Romney
Mitt Romney's immigration views are under scrutiny. Reuters

Mitt Romney will not modify the hard-line immigration stance he established during the Republican presidential primaries, the presumptive Republican nominee told supporters at a private meeting.

Politico reports that people at the meeting pushed Romney to counter President Barack Obama more aggressively on the issue. Obama recently bolstered his standing among Latinos, a demographic that overwhelmingly favors him over Romney, by announcing a new policy that will shield thousands of young immigrants from deportation and allow them to work legally.

You have to take the fight to Obama on this, NewsCorp CEO Rupert Murdoch reportedly told Romney.
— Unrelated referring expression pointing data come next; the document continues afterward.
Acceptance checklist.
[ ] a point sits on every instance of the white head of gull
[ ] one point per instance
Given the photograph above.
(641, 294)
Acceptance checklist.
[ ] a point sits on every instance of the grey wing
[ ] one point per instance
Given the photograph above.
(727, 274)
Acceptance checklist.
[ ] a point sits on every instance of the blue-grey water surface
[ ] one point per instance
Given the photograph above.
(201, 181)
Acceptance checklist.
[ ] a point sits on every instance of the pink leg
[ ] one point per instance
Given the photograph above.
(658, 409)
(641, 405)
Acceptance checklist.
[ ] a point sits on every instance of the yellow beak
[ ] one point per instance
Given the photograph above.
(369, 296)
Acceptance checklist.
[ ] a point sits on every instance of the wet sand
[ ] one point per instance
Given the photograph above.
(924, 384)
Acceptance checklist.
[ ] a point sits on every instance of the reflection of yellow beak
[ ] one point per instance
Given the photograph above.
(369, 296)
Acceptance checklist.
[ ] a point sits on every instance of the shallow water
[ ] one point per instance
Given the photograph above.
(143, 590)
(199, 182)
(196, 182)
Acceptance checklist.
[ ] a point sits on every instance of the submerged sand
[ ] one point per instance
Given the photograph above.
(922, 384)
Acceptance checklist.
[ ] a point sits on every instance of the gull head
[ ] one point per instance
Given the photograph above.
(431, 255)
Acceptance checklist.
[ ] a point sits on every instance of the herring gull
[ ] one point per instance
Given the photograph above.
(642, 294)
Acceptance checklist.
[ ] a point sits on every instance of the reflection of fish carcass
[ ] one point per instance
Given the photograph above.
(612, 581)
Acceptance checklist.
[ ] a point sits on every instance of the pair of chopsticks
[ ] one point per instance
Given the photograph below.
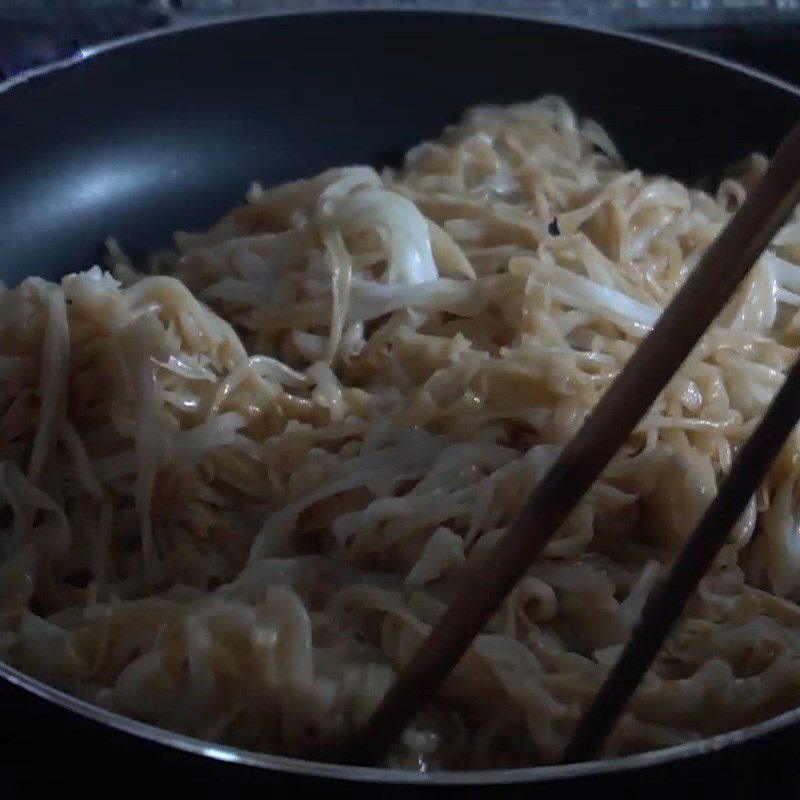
(693, 309)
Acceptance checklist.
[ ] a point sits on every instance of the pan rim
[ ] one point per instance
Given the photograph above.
(379, 775)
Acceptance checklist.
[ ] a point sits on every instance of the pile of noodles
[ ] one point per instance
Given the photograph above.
(241, 486)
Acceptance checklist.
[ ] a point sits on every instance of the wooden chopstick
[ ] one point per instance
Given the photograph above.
(666, 603)
(646, 373)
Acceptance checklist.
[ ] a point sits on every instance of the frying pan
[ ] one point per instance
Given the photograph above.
(165, 131)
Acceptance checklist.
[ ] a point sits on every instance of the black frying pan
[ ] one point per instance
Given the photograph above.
(166, 132)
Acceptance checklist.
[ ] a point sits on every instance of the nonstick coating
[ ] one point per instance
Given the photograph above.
(166, 133)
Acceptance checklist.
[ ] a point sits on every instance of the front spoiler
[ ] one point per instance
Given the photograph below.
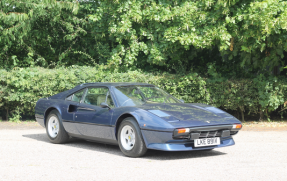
(187, 146)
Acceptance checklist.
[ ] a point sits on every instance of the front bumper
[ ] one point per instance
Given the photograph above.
(164, 141)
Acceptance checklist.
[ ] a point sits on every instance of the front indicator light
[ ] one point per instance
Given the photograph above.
(183, 130)
(237, 126)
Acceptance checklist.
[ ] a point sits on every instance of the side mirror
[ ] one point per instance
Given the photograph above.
(105, 105)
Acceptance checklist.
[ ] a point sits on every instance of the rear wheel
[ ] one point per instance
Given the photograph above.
(130, 139)
(54, 128)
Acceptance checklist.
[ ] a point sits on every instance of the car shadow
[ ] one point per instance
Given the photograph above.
(115, 150)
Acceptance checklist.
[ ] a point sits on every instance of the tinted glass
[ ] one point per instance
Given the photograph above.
(77, 96)
(96, 95)
(139, 95)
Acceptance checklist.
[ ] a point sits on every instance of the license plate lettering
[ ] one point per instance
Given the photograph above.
(206, 142)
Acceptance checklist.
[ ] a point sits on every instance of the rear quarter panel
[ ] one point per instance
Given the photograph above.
(44, 106)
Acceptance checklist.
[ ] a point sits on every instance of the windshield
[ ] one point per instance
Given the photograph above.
(139, 95)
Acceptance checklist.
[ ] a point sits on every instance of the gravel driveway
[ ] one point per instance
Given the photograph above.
(26, 154)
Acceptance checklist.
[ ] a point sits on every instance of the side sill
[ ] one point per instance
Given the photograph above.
(93, 139)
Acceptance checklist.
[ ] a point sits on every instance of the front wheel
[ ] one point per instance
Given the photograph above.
(130, 139)
(54, 128)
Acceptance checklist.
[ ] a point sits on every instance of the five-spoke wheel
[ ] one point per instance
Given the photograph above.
(130, 139)
(54, 128)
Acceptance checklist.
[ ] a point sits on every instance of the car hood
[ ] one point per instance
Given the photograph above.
(183, 114)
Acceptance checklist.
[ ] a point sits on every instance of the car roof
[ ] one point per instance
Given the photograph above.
(112, 84)
(62, 95)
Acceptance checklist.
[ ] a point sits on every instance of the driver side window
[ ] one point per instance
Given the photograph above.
(96, 95)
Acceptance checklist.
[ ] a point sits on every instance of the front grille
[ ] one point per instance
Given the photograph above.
(208, 134)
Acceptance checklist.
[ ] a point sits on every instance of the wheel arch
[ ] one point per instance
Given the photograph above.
(120, 120)
(47, 112)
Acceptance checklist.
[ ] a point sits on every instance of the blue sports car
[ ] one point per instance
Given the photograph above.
(135, 116)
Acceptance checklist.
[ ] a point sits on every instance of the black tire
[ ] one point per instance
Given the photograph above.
(208, 149)
(139, 148)
(61, 136)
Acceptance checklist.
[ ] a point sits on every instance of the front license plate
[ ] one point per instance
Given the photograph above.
(206, 142)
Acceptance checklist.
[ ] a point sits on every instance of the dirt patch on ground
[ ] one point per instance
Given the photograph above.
(247, 126)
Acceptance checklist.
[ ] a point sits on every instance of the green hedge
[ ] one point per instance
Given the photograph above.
(22, 87)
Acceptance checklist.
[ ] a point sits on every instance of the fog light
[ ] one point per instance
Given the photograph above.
(237, 126)
(183, 130)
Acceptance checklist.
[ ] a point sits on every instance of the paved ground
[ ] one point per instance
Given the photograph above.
(26, 154)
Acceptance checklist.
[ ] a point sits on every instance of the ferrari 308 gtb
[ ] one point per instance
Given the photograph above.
(135, 116)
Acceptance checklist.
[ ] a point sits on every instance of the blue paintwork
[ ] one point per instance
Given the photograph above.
(97, 123)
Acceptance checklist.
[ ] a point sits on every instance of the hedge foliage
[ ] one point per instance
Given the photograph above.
(237, 37)
(20, 88)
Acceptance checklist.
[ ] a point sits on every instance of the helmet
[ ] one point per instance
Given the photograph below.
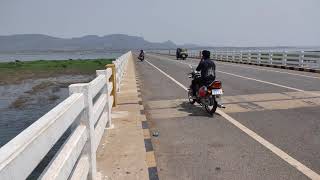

Romney noted that he has enlisted the campaign trail help of Marco Rubio, an ascendant young Cuban-American senator from Florida, but added that I am not going to be a flip-flopper on immigration even if some of the positions he took during the primaries hurt him.

As Romney sought to rebuff criticism that he was too moderate to be the Republican standardbearer, he aligned himself with the strict pro-enforcement elements of the party. He took on Kansas Secretary of State Kris Kobach, the architect of the controversial Arizona immigration law, as an informal adviser; advocated a policy of encouraging self-deportation and denounced several reform measures, from the DREAM Act to offering in-state tuition to undocumented immigrants, as amnesty.

That appeared to serve him well in primaries dominated by more conservative voters, but his harsh rhetoric risks alienating moderates, not to speak of Latinos, in the general election. Romney has tread carefully, refusing to explicitly say he would repeal Obama's new policy and saying he would instead pursue comprehensive reform.

The contours of that reform emerged somewhat in a speech Romney delivered recently to the National Association of Latino Elected and Appointed Officials. Romney offered some ideas to streamline immigrant worker programs, offer more green cards to foreign students who get advanced degrees, and ease limits on green cards for immigrants' spouses and minor children of permanent residents.

Romney also stressed enforcing immigration laws, promising to fortify border security, tighten workplace enforcement and focus on measures to make legal immigration more attractive than illegal immigration. But he did not address what to do with the more than 11 million undocumented immigrants living in the United States.

I will address the problem of illegal immigration in a civil but resolute manner, Romney said. We may not always agree, but when I make a promise to you, I will keep it.